Тимур сюда не дошел. Но мир изменился. Голоса разносчиков звучали громко, но не весело. Менялы, саррафы, потирали руки скорей по привычке, чем в предвкушении сделки. В толпе виделась ему чрезмерная суетливость, на лицах — подавленность и печаль.
Или это только казалось Бедреддину, оттого что он сам стал иным? Все молитвы мнились бессмысленными, ибо просили о том, чего не может быть. Образ жизни — самоубийственным. Несправедливость в городе, славящемся терпимостью, еще неприглядней, а хлеб бедняка еще горше.
Давно не было в живых Хаджера аль-Аскалани, у которого они с Мюэйедом четверть века назад изучали хадисы. Покинул сей мир их спаситель и благодетель Али Кешмири. Не нашел Бедреддин и могилы мастера Вардкеса. Зато квартал порока, который чуть не погубил их с Мюэйедом, стоял на прежнем месте.
Не удивленье, не любопытство, не благоговение испытал на сей раз в Иерусалиме Бедреддин, а глубокое сострадание. И вдруг подумалось: «Ежели исполнится предсказанное ему шейхом Ахлати — да пребудет в свете имя его! — может, и сему граду, видавшему стольких пророков и подвижников, будет прибыль в правде». И мысль эта поразила непривычной ему самонадеянностью.
Торговым домом покойного Кешмири заправлял теперь его сын Идрис. Бедреддин помнил его мальчонкой. Теперь это был чернобородый, полный сил купец, такой же щедрый и благочестивый, как его родитель. От него унаследовал он и благоговенье перед ученостью Бедреддина. Читал его книги, сочиненные в те годы, когда Бедреддин был еще факихом. Идрис ни под каким видом не соглашался, чтобы Бедреддин и его близкие остановились в караван-сарае.

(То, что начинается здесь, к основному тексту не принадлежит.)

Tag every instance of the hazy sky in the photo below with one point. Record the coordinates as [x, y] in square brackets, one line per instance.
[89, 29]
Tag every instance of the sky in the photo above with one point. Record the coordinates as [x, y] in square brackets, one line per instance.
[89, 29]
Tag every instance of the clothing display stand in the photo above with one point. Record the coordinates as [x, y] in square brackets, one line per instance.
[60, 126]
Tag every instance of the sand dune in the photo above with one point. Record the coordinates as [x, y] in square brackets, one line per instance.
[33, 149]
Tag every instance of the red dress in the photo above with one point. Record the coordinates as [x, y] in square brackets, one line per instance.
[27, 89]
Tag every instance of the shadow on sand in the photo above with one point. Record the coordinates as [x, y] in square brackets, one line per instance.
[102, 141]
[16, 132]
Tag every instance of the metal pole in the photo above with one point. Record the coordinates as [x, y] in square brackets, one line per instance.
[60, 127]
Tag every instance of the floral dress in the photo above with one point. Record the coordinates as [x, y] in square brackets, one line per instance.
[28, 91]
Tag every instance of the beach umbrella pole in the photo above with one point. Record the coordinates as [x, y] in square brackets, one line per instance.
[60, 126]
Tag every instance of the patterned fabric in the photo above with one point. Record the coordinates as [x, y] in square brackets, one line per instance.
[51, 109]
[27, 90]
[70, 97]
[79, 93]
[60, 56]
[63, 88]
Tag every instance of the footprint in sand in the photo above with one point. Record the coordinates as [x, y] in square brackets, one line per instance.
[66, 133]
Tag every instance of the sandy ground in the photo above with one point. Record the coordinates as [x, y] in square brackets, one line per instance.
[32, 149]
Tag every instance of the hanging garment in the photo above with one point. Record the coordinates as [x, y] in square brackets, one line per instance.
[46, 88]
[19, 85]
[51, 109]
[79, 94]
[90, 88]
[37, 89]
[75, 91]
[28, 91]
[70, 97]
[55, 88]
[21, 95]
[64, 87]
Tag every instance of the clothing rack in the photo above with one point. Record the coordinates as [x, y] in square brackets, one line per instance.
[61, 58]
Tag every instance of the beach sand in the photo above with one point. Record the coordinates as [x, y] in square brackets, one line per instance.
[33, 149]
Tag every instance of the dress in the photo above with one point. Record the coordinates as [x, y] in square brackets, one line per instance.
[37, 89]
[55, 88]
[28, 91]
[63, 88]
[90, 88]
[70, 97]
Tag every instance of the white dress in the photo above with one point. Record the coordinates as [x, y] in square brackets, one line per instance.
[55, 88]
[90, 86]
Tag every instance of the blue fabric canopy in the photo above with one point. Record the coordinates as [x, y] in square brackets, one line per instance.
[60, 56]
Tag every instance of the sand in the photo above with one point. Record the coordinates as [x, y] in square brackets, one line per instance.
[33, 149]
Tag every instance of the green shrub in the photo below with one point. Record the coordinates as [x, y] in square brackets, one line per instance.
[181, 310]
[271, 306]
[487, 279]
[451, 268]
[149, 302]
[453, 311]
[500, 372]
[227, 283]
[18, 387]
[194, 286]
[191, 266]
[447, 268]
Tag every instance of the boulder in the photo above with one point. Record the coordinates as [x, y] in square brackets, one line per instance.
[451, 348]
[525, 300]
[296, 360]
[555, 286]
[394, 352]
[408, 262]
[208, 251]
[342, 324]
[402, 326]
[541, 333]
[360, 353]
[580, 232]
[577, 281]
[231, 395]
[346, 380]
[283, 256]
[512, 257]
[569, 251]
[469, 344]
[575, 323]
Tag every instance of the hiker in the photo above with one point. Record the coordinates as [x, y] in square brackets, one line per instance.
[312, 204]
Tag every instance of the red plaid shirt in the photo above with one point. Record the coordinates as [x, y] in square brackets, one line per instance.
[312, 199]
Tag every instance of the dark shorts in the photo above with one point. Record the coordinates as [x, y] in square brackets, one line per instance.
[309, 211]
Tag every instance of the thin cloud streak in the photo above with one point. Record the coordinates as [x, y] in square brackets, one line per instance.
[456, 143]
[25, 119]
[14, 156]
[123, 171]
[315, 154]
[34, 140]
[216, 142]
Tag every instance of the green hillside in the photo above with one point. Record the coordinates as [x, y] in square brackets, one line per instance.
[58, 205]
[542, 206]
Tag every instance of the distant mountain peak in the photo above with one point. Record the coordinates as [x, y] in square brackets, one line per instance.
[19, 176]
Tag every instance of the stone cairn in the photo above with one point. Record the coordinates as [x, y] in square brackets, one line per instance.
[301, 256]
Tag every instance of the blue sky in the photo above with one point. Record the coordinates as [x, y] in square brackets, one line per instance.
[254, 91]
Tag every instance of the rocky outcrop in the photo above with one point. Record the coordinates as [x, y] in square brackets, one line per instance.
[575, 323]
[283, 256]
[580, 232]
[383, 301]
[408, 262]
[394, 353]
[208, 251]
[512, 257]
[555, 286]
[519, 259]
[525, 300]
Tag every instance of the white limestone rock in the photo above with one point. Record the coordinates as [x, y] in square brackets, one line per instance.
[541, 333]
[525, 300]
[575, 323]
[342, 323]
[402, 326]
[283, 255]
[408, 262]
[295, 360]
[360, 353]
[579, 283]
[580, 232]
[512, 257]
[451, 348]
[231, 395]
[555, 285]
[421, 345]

Дом Кешмири оказался благословенным и в этот раз. Здесь нашли Бедреддина его первые сподвижники.
Он ушел из Каира, никому не сказавшись. Переговорами с караванщиком, наемом охраны, всеми предотъездными хлопотами ведал Касым из Фейюма, коему строго-настрого было наказано держать язык за зубами. Никто не должен был знать, что еще одна надежда Бедреддина — сплотить общину дервишей не на одной только преданности шейху, а на единстве мысли, чтобы повести ее к смутно мерцавшей ему цели, — обратилась в прах. Шести месяцев для этого оказалось достаточно.
Не успели предать земле бренное тело Хюсайна Ахлати, как в обители начались раздоры и пересуды, не оставшиеся секретом для новопоставленного шейха. Дескать, есть мюриды постарше и возрастом, и служением, чем он, а может быть, и достойней, — слишком уж он молод. Шейх Ахлати был потомком пророка — сейидом. А этот пришлый румелиец кто таков, чтобы держать под своей рукой подвижников, для коих язык пророка родной, а не выученный?